Besides these involuntary movements, there are two other major
components of the disease, i.e., cognitive decline and psychiatric
symptoms. The neurobehavioral symptoms vary but are usually
expressed as personality changes, apathy, social withdrawal,
agitation, impulsiveness, depression, mania, paranoia, delusions,
hostility, hallucinations or psychosis. Cognitive changes are
manifested chiefly by loss of recent memory, poor judgment,
impaired concentration and acquisition. These changes occur
in nearly all patients with HD; but some patients with late-onset
chorea never develop a significant loss of their intellectual
abilities. Cognitive impairments in HD differ from the severe
general loss of intellectual abilities” seen in Alzheimer’s
disease. For example, most HD patients recognize their family
members until very late stage of the disease. In HD, tasks
requiring psychomotor or visuospatial processing are affected
early on and get worse a lot faster than memory loss. Because
of this unique pattern, the cognitive loss in HD often appears
deceivingly mild, and is missed on a casual neurological examination
of the patient by disability-assessing doctors.

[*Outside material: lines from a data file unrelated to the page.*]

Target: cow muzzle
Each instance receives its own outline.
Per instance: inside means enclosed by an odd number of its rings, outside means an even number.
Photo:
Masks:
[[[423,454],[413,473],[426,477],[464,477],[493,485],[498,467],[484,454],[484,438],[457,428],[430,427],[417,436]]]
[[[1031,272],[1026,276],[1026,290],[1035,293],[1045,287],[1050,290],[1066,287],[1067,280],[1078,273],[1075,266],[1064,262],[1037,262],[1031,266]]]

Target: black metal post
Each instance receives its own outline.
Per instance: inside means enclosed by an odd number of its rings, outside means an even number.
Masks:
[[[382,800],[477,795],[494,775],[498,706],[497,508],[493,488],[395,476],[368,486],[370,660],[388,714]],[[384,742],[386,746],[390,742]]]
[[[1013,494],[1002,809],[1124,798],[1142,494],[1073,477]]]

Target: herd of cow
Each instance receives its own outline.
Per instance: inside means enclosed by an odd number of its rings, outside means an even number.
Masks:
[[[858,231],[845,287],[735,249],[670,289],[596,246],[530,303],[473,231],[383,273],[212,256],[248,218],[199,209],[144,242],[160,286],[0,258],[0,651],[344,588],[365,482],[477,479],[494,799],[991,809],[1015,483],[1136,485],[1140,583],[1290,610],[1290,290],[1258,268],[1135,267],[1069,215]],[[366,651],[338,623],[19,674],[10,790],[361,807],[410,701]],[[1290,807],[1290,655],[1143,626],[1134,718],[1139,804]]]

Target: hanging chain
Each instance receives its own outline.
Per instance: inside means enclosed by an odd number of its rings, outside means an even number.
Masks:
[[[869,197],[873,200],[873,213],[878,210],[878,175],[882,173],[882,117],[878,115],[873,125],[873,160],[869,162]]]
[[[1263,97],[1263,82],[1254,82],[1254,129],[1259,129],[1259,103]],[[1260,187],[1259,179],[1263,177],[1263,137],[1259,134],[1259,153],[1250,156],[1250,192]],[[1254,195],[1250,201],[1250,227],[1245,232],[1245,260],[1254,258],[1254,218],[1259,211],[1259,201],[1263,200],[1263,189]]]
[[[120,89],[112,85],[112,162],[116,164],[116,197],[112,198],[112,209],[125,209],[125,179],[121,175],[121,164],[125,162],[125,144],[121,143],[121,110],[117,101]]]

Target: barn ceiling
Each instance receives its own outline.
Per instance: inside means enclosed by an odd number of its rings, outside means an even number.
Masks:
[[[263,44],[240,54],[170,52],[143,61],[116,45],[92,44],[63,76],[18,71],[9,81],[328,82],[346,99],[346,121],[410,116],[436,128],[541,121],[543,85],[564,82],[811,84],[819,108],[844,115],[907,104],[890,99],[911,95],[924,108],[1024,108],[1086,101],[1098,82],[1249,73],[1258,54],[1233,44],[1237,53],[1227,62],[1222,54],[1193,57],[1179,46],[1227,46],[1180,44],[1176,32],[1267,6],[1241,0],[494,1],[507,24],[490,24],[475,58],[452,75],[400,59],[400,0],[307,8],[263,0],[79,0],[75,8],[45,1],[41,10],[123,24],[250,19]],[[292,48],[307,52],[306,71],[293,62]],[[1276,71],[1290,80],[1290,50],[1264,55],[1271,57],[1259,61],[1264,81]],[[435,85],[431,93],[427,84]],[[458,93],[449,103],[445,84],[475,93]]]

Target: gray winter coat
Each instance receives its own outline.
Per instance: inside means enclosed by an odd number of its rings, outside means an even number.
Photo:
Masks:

About 10% of HD cases start having symptoms or signs of the
disease before age 20, but the usually HD starts at 40 - 50
years of age. Juvenile-onset patients usually inherit the disease
from their father. Juvenile HD (onset of symptoms before 20
years) typically starts with the combination of progressive
parkinsonism (manifestations similar to those seen in Parkinson’s
disease), loss of intellectual ability, ataxia (loss of coordination
and balance), and seizures. In contrast, the clinical diagnosis
of adult HD is usually established when patients have the insidious
onset of clumsiness and involuntary restless movements, which
may be wrongly attributed to simple nervousness. Slowness of
movement (bradykinesia) usually occurs in patients with the
rigid form of HD, but it often coexists with chorea in adult
cases. When this happens it may not be fully appreciated on
a routine examination. Bradykinesia in HD may be caused by
a mechanism different from true Parkinson’s disease,
and this possibly explains why a reduction in chorea with anti-dopaminergic
drugs rarely improves overall motor functioning and indeed
may cause an exacerbation of the motor impairment.